To understand how Spark partitioning works, I have the following piece of code on spark 1.6
// Count size of partition for RDD[(String, Int)]
def countByPartition1(rdd: RDD[(String, Int)]) = {
rdd.mapPartitions(iter => Iterator(iter.length))
}
// Count size of partition for RDD[String]
def countByPartition2(rdd: RDD[String]) = {
rdd.mapPartitions(iter => Iterator(iter.length))
}
// Case 1
val rdd1 = sc.parallelize(Array(("aa", 1), ("aa", 1), ("aa", 1), ("aa", 1)), 8)
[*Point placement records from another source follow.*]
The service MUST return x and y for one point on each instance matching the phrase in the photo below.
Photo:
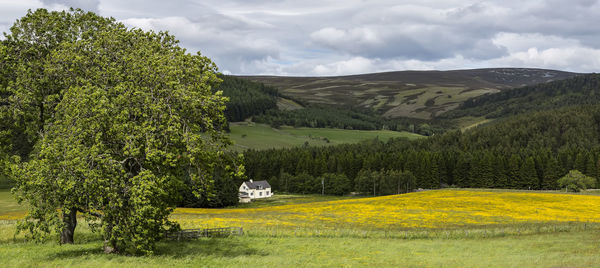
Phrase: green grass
(290, 199)
(534, 245)
(260, 136)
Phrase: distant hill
(579, 90)
(413, 94)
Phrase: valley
(412, 94)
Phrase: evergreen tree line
(530, 151)
(579, 90)
(246, 98)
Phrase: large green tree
(137, 115)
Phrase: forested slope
(529, 151)
(578, 90)
(246, 98)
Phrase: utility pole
(322, 185)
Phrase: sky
(327, 38)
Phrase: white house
(254, 189)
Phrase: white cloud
(329, 37)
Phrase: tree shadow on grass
(218, 247)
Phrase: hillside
(414, 94)
(579, 90)
(261, 136)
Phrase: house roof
(256, 184)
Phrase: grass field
(443, 228)
(260, 136)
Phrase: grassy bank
(261, 136)
(444, 228)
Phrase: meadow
(260, 136)
(441, 228)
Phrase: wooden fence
(197, 233)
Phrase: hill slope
(415, 94)
(579, 90)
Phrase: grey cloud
(88, 5)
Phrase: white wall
(254, 193)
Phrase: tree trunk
(109, 244)
(70, 221)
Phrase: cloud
(328, 37)
(87, 5)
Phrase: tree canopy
(132, 115)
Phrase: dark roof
(256, 184)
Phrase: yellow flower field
(430, 209)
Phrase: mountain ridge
(412, 94)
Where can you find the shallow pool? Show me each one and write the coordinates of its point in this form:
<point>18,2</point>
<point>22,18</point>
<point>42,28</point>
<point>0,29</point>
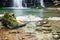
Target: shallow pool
<point>36,12</point>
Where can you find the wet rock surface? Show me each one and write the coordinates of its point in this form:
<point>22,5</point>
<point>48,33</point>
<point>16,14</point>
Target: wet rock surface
<point>31,32</point>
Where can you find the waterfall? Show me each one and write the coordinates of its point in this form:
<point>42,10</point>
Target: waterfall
<point>42,3</point>
<point>17,3</point>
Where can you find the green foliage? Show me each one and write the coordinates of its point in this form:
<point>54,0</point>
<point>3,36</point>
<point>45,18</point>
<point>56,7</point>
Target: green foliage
<point>9,20</point>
countByPartition1(rdd1).collect()
>> Array[Int] = Array(0, 1, 0, 1, 0, 1, 0, 1)
// Case 2
val rdd2 = sc.parallelize(Array("aa", "aa", "aa", "aa"), 8)
countByPartition2(rdd2).collect()
>> Array[Int] = Array(0, 1, 0, 1, 0, 1, 0, 1)
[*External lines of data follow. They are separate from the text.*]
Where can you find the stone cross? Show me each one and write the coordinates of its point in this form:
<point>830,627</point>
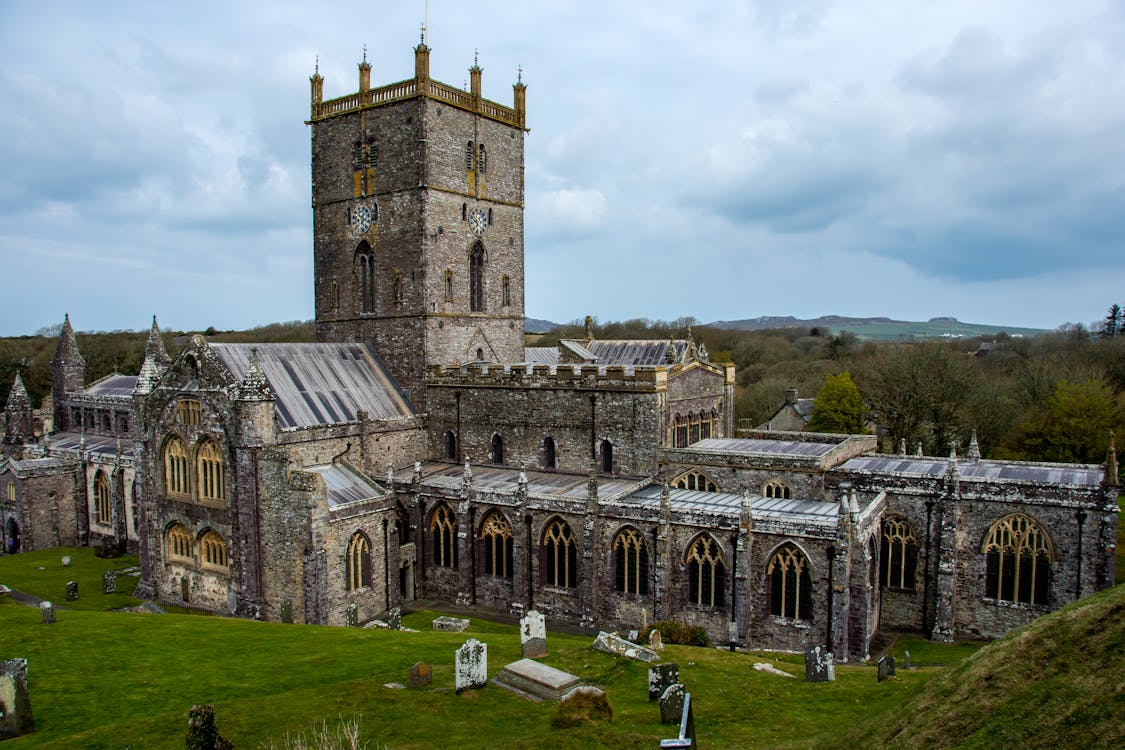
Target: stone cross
<point>470,666</point>
<point>660,677</point>
<point>672,704</point>
<point>533,634</point>
<point>819,666</point>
In both, the cases data is distributed uniformly. I do have the following questions on the basis of the above observation:
- In the case of rdd1, hash partitioning should calculate hash code of the key (i.e. "aa" in this case), so all records should go to a single partition instead of uniform distribution?
- In the case of rdd2, there is no key-value pair so how is hash partitioning going to work i.e. what is the key to calculating hash code?
I have followed @zero323's answer too but couldn't find answers for the above questions.